Spleeter – software to generate “stems” from final mix

  • This topic is empty.
Viewing 15 posts - 1 through 15 (of 26 total)
  • Author
    Posts
  • #397297
    DragRedSim
    Participant

      This came across my timeline today, and I immediately thought it would be useful for this community.

       

      https://github.com/deezer/spleeter

       

      This is a tool that claims to be able to split sources into “stems” via similar techniques to some of Harmonix’s post-RB4 DLC output, by isolating the frequencies of each part. The difference is that it attempts to do so automatically using machine learning, with a dataset already having been created.

       

      This may be useful in producing better-sounding customs. Hopefully it will help some of you still out there authoring!

      #507722
      jerrylive365
      Participant

        Very interesting. Will have to give this a look.

        #507729

        i didn’t know I needed this in my life

        #507730

        I’m interested to see what kind of results people get with this software.

        #507743
        MrPrezident
        Moderator

          Very cool! Thanks for sharing this info.

          Keeping the content Canadian since 2017!

          SomeOldGuys: https://db.c3universe.com/songs/all/__user/someoldguys
          MrPrezident: https://db.c3universe.com/songs/all/__user/MrPrezident

          #507748
          ataeaf
          Participant

            I have trouble getting this to work. Either the audio files aren’t produced or they end way too early.

            #507758
            Anonymous

              This came across my timeline today, and I immediately thought it would be useful for this community.

               

              https://github.com/deezer/spleeter

               

              This is a tool that claims to be able to split sources into “stems” via similar techniques to some of Harmonix’s post-RB4 DLC output, by isolating the frequencies of each part. The difference is that it attempts to do so automatically using machine learning, with a dataset already having been created.

               

              This may be useful in producing better-sounding customs. Hopefully it will help some of you still out there authoring!

               

              Hmmm… Linux Based?! – this is real challenge too hunt down the bugs, very thanks for this :smug: :smug: :smug: :rock: :rock: :rock:

              #507772
              yaniv297
              Keymaster

                I’ve been using RX7 for this and results have generally been good, especially for drums and vocals.

                #507790
                StackOverflow0x
                Participant

                  I tried this and I’m just blown away by how easily it outputs great results! Drums and vocals have turned out really well! Bass too. Basically free karaoke versions of songs with this tool for the most part. And for the bass extraction, that should help for charting since it’s usually the hardest to hear and comes out fairly well too.

                  #507810
                  Shroud
                  Participant

                    Bah, doesn’t work for me…

                     

                    I always get “WARNING:spleeter:cannot reshape array of size 0 into shape (0)” which sounds like a low-level python error, but all I am doing is their basic suggested command for separating 2,4 or 5 stems.

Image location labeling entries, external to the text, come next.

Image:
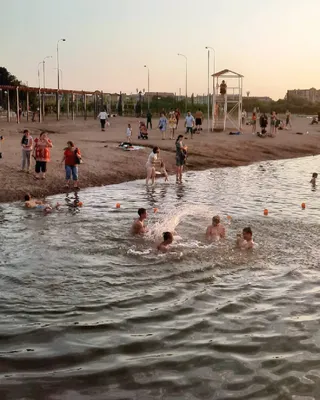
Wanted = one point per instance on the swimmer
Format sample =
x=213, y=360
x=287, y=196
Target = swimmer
x=138, y=227
x=245, y=240
x=29, y=202
x=216, y=231
x=167, y=240
x=314, y=179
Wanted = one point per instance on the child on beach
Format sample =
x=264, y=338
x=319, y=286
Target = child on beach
x=129, y=133
x=245, y=241
x=314, y=179
x=167, y=240
x=216, y=231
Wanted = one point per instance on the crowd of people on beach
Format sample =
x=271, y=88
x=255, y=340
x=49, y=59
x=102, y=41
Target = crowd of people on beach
x=215, y=232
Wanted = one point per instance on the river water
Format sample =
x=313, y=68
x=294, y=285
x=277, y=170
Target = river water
x=88, y=312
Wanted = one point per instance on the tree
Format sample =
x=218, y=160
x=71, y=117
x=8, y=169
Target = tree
x=7, y=79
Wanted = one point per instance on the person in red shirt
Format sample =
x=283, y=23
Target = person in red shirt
x=71, y=159
x=41, y=153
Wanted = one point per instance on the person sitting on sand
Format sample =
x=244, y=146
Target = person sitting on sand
x=167, y=240
x=216, y=231
x=314, y=179
x=138, y=227
x=245, y=240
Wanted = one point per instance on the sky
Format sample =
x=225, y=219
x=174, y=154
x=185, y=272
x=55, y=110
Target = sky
x=273, y=43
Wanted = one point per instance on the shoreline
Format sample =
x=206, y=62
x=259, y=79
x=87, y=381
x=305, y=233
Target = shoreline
x=106, y=164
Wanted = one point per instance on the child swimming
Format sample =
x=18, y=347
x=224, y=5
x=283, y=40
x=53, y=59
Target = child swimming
x=245, y=240
x=216, y=231
x=314, y=179
x=167, y=240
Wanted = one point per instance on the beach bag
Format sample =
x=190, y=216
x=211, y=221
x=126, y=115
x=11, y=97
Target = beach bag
x=77, y=158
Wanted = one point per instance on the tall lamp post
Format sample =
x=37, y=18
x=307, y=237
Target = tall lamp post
x=39, y=84
x=148, y=86
x=58, y=68
x=182, y=55
x=214, y=71
x=44, y=82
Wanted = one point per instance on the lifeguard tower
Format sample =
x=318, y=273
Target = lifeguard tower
x=227, y=107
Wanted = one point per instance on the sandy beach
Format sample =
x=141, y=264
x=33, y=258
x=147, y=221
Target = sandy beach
x=105, y=163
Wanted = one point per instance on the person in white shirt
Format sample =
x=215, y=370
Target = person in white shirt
x=189, y=123
x=27, y=146
x=129, y=133
x=151, y=165
x=103, y=116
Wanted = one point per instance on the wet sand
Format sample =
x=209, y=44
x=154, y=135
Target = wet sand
x=105, y=163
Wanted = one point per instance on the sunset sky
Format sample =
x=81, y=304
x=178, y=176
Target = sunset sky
x=273, y=43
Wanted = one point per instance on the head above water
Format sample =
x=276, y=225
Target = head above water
x=167, y=237
x=216, y=220
x=142, y=212
x=247, y=233
x=156, y=150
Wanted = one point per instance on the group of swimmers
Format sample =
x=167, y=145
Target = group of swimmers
x=215, y=231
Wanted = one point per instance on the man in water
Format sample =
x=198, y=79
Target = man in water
x=138, y=227
x=216, y=231
x=245, y=240
x=167, y=240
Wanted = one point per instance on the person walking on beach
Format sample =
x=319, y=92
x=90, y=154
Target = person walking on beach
x=149, y=119
x=71, y=159
x=172, y=123
x=163, y=125
x=189, y=124
x=288, y=120
x=181, y=155
x=254, y=123
x=178, y=114
x=151, y=165
x=41, y=153
x=27, y=146
x=199, y=118
x=103, y=117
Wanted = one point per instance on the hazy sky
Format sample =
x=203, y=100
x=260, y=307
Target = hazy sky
x=273, y=43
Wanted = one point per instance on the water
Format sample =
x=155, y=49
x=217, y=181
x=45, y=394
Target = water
x=88, y=312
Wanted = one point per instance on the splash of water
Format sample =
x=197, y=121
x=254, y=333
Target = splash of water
x=171, y=219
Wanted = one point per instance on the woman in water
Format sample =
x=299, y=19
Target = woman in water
x=181, y=154
x=151, y=164
x=71, y=158
x=41, y=154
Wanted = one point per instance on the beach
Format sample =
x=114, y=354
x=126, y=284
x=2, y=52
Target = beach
x=105, y=163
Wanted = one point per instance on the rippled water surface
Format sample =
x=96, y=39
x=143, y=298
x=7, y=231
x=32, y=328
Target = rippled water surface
x=88, y=312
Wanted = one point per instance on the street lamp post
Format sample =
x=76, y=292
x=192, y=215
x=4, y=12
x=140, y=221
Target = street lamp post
x=58, y=99
x=148, y=86
x=182, y=55
x=39, y=84
x=214, y=71
x=44, y=83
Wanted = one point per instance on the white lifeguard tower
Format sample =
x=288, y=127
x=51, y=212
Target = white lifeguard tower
x=228, y=106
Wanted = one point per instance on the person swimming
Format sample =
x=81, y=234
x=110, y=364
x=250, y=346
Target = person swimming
x=314, y=179
x=216, y=231
x=245, y=241
x=138, y=227
x=167, y=240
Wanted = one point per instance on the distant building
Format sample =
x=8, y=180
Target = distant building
x=312, y=95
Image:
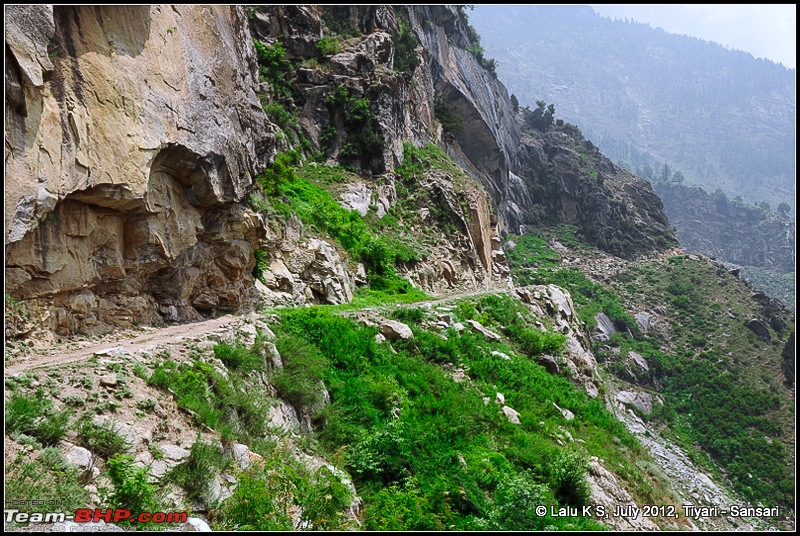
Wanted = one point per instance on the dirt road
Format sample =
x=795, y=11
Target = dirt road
x=151, y=337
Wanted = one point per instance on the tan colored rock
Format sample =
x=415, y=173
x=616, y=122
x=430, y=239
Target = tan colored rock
x=138, y=134
x=607, y=491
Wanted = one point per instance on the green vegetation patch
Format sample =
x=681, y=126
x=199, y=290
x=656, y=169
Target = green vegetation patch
x=34, y=415
x=428, y=452
x=712, y=372
x=533, y=262
x=223, y=401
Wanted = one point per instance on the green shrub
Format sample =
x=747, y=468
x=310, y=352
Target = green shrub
x=327, y=46
x=445, y=113
x=397, y=508
x=46, y=479
x=406, y=59
x=238, y=357
x=228, y=405
x=103, y=439
x=408, y=315
x=196, y=474
x=300, y=379
x=269, y=493
x=364, y=142
x=35, y=416
x=274, y=68
x=568, y=479
x=132, y=488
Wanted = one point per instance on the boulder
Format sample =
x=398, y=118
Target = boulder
x=477, y=327
x=605, y=327
x=394, y=330
x=759, y=328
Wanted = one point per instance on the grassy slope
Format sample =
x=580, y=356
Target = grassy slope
x=722, y=382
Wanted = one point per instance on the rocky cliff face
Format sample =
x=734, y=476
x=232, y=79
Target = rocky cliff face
x=131, y=134
x=743, y=235
x=132, y=166
x=566, y=179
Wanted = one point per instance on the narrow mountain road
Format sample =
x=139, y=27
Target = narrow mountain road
x=151, y=337
x=72, y=351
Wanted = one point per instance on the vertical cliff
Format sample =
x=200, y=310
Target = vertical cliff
x=131, y=135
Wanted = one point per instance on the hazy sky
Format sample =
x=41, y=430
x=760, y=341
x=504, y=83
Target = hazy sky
x=765, y=31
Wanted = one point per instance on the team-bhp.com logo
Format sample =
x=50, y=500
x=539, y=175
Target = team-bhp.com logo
x=88, y=515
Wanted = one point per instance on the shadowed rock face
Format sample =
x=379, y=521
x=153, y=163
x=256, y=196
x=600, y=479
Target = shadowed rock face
x=713, y=225
x=128, y=162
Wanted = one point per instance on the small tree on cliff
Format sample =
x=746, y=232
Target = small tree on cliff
x=541, y=118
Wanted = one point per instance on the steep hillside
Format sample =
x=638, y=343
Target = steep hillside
x=325, y=191
x=722, y=117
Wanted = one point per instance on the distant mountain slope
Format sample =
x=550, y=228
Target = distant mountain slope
x=721, y=117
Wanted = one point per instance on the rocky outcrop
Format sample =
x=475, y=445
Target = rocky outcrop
x=488, y=144
x=733, y=232
x=298, y=269
x=565, y=179
x=128, y=163
x=556, y=303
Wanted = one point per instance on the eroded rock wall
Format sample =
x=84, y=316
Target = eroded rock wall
x=132, y=133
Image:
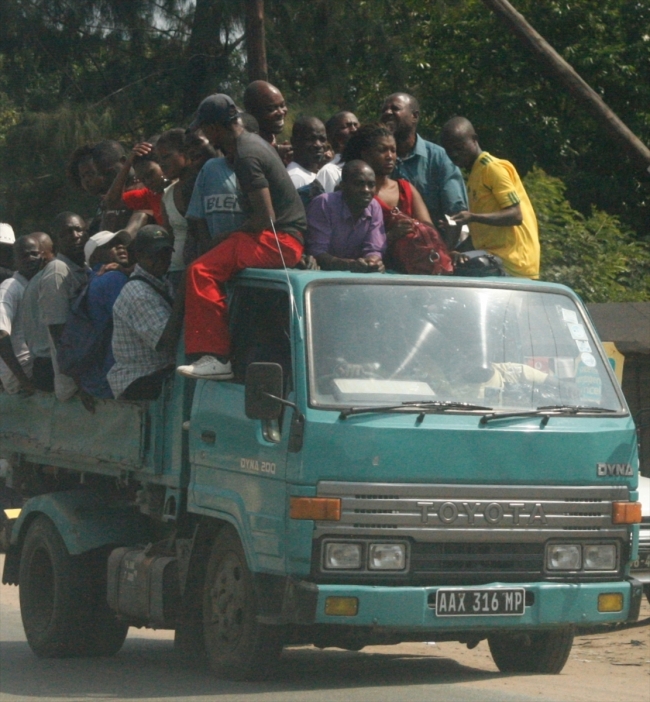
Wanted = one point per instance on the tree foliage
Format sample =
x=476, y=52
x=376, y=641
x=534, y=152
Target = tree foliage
x=74, y=70
x=594, y=255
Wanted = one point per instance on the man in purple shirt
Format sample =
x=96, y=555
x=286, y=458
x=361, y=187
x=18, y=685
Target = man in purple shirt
x=345, y=229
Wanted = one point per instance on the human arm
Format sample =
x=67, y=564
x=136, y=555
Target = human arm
x=172, y=332
x=9, y=357
x=198, y=230
x=507, y=217
x=163, y=213
x=420, y=210
x=136, y=222
x=451, y=185
x=262, y=212
x=327, y=262
x=113, y=198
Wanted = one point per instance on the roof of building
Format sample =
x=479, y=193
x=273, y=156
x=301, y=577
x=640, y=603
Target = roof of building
x=627, y=324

                    #507811
                    StackOverflow0x
                    Participant

                      I know it sounds complicated to set up, but I just followed the instructions exactly as they provided. Download the right version for whatever version of Python you have installed. Download Conda. Use git to get everything. A more common error I’ve seen is the input path in the arguments to run it being incorrect. You can drag and drop a file into the console window to get the path in there if that’s faster.

                      #507812
                      Shroud
                      Participant

                        I know it sounds complicated to set up, but I just followed the instructions exactly as they provided.

                         

                        They don’t really have good instructions. I know this is open source, which is great, but often it means the documentation is non-professional.

                         

                        However… eventually I DID get some results, and they are surprisingly good!

                         

                        Their example file worked, so I thought there might be some format requirements, which I didn’t notice from the documentation. Comparing the example file with the few mp3 I have and I was using to test the program, I noticed that all my mp3 had variable bit rate, while the example mp3 had fixed bitrate.

                         

                        So I tried a fixed-rate mp3 and it worked! Well, partially… first time it crashed in the middle of processing (but at least it started), perhaps because of lack of RAM. I know I have an old PC with only 4Gb of RAM, and I know that some intensive processing must be required for this task… but really how is it possible that to process a ~4 MEGA byte file the program uses 4 GIGA byte of memory? It actually does, because it my second try, after closing every possible other program in order to free more RAM, I monitored spleeter and it went up to more than 3.5 Gb of usage at some point.

                         

                        This time it didn’t crash, but it got stuck at some point, however it did manage to get as far as producing some of the supposed audio files: vocals, drums and piano (I was trying the 5-stem processing version). The third one is empty, but it could be that it got stuck after creating the file but before filling it with data. Vocals and drums are VERY good. I don’t know if the models used by the program are for a specific music genre, but I tried it with a pop-synth song that I have no idea if it’s supposed to be a good or bad choice for spleeter (“Adamski – Killer”). If you’re familiar with the song, the drums are synthesized not real acoustic drums, but they came up pretty well. The voice is also very well isolated, not perfectly but essentially you would only hear a few “beeps” around the vocals, not processing artifacts but small sounds which are in the original audio, which apparently confused the program a bit, but they are not particularly annoying.

                         

                        The processing is slow (more than half an hour but it’s hard to tell when it got stuck exactly) because I am using the CPU option and, as I said, I have an old PC. There is an option to use the GPU which is claimed to take a time shorter than the song duration itself, but requires to have an Nvidia graphic card specifically, I have a GeForce 550 Ti but it’s unbranded so I am not sure it will work.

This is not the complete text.